The invention relates generally to a positioning technique in which a target device's location is estimated on the basis of a sequence of observations on the target device's wireless communication environment. FIG. 1 schematically illustrates an example of such a positioning technique. A target device T communicates via base stations BS via a radio interface RI. In this example, the communication is assumed to be radio communication. The target device T. observes signal values at the radio interface RI. The observations O are applied to a probabilistic model PM that models the target device's wireless communication environment and produces a location estimate LE. As used herein, a target device is a device whose location is to be determined. The target device communicates via signals in a wireless environment, and signal values in the wireless environment are used for determining the target device's location. For example, the target device may be a data processing device communicating in a wireless local-area network (WLAN). The data processing device may be a general-purpose laptop or palmtop computer or a communication device, or it may be a dedicated test or measurement apparatus such as a hospital instrument connected to the WLAN. A location, as used herein, is a coordinate set of one to three coordinates. In some special cases, such as tunnels, a single coordinate may be sufficient but in most cases the location is expressed by a coordinate pair (x, y or angle/radius).
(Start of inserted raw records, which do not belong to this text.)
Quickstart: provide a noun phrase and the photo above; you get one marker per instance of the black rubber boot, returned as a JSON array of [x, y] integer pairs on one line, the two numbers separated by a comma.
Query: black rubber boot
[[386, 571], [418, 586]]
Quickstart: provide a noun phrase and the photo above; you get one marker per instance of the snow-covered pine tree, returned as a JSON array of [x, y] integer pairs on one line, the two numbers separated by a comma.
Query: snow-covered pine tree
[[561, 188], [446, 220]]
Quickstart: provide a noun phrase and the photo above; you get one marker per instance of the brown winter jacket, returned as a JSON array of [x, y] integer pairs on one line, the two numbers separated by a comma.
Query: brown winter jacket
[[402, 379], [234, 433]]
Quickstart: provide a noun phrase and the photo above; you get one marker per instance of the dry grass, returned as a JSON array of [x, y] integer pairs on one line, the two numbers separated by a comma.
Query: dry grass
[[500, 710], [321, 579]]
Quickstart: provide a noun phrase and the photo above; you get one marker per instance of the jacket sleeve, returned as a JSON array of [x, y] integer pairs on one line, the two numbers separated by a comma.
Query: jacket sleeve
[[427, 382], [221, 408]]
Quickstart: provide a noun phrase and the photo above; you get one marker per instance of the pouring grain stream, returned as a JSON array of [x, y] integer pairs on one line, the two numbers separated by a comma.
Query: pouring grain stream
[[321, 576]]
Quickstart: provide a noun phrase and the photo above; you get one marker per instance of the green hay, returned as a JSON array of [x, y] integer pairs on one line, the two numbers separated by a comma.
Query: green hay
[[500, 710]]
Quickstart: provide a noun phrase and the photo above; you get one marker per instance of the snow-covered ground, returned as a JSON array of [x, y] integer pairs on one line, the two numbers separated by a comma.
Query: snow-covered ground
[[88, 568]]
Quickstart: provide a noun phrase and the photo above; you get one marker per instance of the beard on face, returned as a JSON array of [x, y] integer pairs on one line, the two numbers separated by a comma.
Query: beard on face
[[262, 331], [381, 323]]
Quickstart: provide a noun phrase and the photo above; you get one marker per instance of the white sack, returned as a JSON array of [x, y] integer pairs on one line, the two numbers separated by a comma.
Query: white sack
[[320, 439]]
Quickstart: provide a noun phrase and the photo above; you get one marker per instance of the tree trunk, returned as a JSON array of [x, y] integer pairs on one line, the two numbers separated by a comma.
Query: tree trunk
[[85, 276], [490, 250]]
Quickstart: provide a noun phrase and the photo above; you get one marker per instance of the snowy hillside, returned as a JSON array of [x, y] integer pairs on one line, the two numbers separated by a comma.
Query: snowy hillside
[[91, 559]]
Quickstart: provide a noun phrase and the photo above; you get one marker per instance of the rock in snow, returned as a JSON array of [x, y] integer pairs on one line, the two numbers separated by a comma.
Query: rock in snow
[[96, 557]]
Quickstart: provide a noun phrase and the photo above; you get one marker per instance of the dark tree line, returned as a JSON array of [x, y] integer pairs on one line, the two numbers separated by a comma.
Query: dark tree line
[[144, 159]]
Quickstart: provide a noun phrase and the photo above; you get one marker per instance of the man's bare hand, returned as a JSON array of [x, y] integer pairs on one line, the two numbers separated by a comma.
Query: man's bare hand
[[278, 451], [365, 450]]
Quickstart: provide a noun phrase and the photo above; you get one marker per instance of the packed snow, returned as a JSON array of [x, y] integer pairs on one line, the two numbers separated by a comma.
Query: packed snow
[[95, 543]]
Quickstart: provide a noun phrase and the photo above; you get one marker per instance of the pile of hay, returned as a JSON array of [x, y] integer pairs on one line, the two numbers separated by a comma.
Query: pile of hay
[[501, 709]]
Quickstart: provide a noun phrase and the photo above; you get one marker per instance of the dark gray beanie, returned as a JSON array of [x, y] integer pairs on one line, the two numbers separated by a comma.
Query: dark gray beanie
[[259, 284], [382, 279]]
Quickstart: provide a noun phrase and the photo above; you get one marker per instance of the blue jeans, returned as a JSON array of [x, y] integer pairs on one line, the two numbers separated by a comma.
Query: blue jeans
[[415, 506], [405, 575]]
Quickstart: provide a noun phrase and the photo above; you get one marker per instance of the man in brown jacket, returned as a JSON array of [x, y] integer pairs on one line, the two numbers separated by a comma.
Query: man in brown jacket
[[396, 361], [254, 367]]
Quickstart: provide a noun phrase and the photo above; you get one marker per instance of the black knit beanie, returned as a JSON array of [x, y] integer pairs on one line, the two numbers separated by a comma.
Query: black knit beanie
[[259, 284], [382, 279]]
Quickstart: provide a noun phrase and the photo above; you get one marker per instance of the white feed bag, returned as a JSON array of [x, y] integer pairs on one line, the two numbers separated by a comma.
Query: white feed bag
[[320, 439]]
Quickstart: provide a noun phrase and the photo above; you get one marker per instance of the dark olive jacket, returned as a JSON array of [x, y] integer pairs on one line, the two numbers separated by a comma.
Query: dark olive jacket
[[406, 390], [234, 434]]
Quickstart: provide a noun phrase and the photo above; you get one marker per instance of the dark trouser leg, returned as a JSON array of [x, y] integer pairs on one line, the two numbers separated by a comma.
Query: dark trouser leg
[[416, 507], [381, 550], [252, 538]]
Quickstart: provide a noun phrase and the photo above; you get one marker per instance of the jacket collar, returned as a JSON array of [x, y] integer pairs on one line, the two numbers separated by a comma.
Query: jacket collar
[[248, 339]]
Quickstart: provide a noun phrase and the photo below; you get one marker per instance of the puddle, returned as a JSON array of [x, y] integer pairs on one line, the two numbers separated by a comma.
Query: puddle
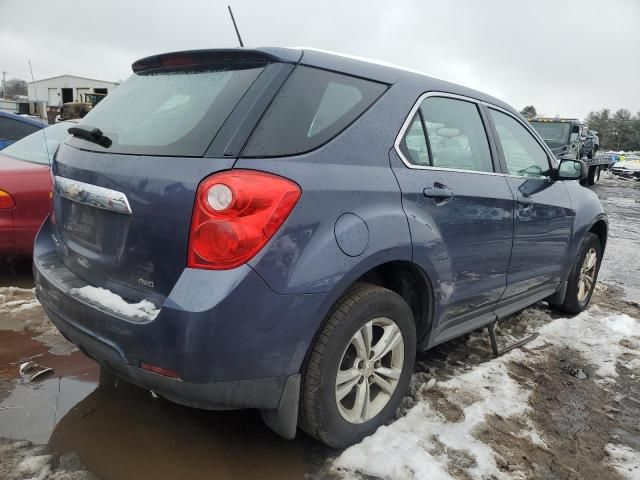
[[123, 432]]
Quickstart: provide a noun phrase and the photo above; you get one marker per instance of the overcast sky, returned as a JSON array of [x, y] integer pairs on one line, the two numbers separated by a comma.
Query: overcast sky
[[566, 57]]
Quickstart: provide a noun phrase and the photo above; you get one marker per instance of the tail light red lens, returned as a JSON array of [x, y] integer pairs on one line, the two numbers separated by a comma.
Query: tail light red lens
[[235, 214], [6, 200]]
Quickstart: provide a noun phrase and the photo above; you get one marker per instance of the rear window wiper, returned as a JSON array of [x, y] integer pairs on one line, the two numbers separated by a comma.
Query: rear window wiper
[[91, 134]]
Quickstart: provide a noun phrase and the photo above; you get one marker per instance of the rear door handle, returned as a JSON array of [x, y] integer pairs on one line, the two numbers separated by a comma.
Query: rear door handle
[[438, 192]]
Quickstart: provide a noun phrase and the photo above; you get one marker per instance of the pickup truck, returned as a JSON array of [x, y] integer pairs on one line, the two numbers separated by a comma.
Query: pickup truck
[[569, 139]]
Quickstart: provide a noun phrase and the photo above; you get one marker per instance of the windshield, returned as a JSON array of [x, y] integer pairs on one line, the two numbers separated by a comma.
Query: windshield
[[34, 148], [555, 134], [174, 112]]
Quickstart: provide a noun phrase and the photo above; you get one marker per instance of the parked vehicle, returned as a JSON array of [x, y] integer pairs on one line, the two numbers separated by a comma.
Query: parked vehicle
[[589, 146], [629, 168], [567, 138], [13, 127], [25, 188], [286, 238]]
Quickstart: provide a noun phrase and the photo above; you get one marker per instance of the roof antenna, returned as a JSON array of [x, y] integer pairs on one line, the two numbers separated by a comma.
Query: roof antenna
[[33, 82], [235, 26]]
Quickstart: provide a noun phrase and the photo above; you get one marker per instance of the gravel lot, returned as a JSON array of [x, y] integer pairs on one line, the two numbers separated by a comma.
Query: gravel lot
[[565, 406]]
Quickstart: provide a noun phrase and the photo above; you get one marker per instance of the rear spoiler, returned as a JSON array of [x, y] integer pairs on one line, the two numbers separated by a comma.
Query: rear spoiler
[[203, 58]]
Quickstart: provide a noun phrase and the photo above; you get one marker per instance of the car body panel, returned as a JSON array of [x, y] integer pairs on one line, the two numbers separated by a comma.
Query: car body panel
[[12, 127], [542, 232], [128, 253], [257, 322], [30, 185]]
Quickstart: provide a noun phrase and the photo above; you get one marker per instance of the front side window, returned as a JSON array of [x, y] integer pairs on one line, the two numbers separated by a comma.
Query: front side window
[[312, 107], [555, 134], [455, 135], [523, 154], [414, 143]]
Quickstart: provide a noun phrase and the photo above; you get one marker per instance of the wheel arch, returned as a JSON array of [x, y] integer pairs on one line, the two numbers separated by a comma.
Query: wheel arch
[[600, 229], [403, 277]]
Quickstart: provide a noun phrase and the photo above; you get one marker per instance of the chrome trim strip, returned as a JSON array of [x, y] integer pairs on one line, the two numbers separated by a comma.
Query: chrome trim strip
[[414, 109], [92, 195]]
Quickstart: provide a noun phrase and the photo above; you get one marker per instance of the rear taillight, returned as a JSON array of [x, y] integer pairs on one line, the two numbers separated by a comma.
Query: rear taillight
[[6, 200], [235, 214]]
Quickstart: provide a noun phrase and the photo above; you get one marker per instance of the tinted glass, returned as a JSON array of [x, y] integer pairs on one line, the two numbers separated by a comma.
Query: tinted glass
[[414, 144], [555, 134], [456, 135], [523, 154], [14, 130], [169, 112], [40, 146], [311, 108]]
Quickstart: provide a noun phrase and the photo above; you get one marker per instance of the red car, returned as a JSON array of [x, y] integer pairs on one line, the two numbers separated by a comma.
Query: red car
[[25, 188]]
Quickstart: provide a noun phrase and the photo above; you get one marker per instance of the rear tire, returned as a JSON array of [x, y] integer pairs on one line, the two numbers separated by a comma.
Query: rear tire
[[327, 413], [583, 277], [591, 179]]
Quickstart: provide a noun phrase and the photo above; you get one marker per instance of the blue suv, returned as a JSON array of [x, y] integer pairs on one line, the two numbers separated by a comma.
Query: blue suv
[[282, 229]]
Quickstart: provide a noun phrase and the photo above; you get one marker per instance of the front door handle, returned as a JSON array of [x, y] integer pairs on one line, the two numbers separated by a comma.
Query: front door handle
[[526, 201]]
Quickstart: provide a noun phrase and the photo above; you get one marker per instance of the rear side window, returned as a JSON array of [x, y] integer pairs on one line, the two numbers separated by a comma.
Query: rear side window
[[170, 112], [311, 108]]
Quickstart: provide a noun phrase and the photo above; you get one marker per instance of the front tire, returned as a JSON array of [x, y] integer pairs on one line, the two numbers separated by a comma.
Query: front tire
[[583, 277], [359, 367]]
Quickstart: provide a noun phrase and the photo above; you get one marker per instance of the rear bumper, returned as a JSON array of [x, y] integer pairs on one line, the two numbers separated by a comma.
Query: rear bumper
[[232, 340]]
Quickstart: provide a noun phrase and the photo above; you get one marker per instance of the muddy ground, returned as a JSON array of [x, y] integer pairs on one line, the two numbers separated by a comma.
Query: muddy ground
[[574, 422]]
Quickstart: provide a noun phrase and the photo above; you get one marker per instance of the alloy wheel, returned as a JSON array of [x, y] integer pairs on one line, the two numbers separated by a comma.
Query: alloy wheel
[[587, 274], [369, 370]]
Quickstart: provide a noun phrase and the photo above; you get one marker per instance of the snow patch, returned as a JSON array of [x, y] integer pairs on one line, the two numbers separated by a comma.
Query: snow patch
[[597, 338], [416, 445], [625, 460], [424, 444], [143, 310], [37, 467]]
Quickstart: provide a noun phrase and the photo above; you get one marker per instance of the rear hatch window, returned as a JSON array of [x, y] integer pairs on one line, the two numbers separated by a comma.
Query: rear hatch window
[[173, 108], [312, 107]]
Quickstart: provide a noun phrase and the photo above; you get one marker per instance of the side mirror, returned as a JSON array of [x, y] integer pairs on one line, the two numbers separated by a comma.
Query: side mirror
[[572, 170]]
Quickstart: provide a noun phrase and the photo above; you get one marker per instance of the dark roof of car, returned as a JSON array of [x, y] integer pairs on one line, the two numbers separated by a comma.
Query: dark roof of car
[[356, 66], [36, 122]]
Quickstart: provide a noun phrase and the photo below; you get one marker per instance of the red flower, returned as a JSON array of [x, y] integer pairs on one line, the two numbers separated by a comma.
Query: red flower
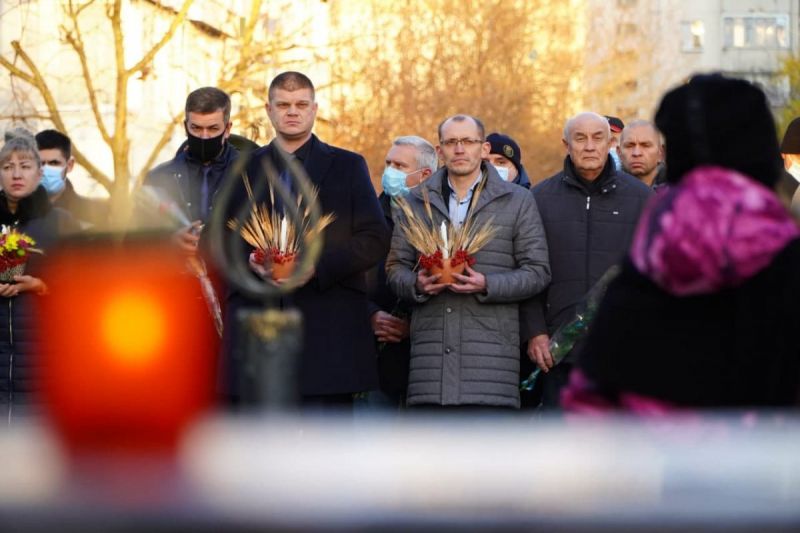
[[462, 257], [429, 261]]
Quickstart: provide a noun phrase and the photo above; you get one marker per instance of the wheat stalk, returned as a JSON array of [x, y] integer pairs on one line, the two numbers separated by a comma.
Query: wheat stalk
[[425, 235], [261, 229]]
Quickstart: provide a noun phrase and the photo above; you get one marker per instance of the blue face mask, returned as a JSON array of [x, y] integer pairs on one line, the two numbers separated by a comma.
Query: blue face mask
[[394, 182], [53, 179], [503, 171]]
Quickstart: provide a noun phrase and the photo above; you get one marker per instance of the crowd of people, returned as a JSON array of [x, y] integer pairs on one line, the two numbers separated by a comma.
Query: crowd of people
[[693, 206]]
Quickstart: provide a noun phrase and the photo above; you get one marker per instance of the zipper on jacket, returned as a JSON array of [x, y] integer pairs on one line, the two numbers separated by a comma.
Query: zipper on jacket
[[588, 242]]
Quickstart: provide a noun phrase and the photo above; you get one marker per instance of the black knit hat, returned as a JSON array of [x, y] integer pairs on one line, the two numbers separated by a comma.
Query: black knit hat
[[715, 120], [505, 146], [791, 139]]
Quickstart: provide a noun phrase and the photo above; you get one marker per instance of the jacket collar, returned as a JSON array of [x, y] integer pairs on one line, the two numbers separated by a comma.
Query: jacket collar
[[606, 178], [318, 161], [495, 187], [34, 206]]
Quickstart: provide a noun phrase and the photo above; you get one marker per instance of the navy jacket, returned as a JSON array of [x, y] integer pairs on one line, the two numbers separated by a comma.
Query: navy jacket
[[338, 354], [181, 179], [588, 230]]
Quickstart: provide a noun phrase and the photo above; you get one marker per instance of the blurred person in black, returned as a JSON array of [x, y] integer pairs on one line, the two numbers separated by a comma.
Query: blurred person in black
[[704, 312], [790, 151], [409, 162]]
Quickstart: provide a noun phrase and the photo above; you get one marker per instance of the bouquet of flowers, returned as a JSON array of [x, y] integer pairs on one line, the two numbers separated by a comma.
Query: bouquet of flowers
[[15, 249], [275, 239], [153, 201], [444, 249]]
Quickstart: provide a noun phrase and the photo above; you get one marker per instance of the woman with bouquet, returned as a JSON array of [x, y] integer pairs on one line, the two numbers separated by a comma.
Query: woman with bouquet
[[29, 220]]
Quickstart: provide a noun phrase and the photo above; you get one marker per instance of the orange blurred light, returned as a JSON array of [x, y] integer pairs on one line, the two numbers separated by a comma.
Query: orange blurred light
[[128, 347], [133, 327]]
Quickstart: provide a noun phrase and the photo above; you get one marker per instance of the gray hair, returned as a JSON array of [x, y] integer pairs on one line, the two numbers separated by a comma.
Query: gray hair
[[569, 123], [19, 131], [426, 153], [20, 145]]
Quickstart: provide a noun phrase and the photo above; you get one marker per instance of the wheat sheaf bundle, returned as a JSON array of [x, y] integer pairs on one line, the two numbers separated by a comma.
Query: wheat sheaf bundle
[[427, 238], [271, 231]]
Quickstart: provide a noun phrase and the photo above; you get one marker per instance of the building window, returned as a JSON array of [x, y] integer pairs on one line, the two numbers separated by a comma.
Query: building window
[[759, 31], [693, 36]]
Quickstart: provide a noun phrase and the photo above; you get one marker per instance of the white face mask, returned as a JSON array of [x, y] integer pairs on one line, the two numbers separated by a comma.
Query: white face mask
[[794, 170]]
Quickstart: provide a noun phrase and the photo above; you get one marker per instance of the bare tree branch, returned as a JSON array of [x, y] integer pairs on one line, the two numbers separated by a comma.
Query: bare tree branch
[[148, 57], [162, 142], [36, 80], [75, 38]]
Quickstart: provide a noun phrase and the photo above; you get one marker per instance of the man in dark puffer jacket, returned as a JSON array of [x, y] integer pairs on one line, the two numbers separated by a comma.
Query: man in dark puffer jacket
[[589, 211]]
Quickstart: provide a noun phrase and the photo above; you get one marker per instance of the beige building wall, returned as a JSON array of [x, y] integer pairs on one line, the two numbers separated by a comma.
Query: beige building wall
[[638, 49]]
More particularly, the invention relates to a positioning technique that is based on a hidden Markov model. FIG. 2 schematically illustrates a hidden Markov model. The model consists of locations, transitions between the locations and observations made at the locations. In the example shown in FIG. 2, the target device moves along a path of which five locations qt−2 through qt+2 are shown. More formally, qt defines the location distribution at time t, so that P(qt=s) is the probability for the target device being at location s at time t. However, because a location distribution can easily be converted to a single location estimate, the shorthand notation “location q” will be used to refer to a location distribution q.
The locations along the target device's path can be called path points. The target device communicates via signals in a wireless environment, and signal values in the wireless environment are used for determining the target device's location.
A practical example of the target device is a data processing device communicating in a wireless local-area network (WLAN) or a cellular radio network. The data processing device may be a general-purpose laptop or palmtop computer or a communication device, or it may be a dedicated test or measurement apparatus such as a hospital instrument connected to the WLAN. A signal value, as used herein, is a measurable and location-dependent quantity of a fixed transmitter's signal. For example, signal strength and bit error rate/ratio are examples or measurable and location-dependent quantities.
The word ‘hidden’ in the hidden Markov model stems from the fact that we are primarily interested in the locations qt−2 through qt+2 but the locations are not directly observable. Instead we can make a series of observations ot−2 through ot+2 on the basis of the signal values but there is no simple relationship between the observations ot−2 . . . ot+2 and locations qt−2 . . . qt+2. (Note that the straight arrows through the locations qt−2 through qt+2 are not meant to imply that the target devices moves along a straight path or with a constant speed, or that the observations are made at equal intervals.)
A problem underlying the invention derives from the hidden Markov model: we cannot observe a variable that has a monotonous relationship with distance or location. Instead the positioning method is based on observations of signal values. It is possible for two or more locations to have near-identical sets of signal values, and a location estimate may be grossly inaccurate.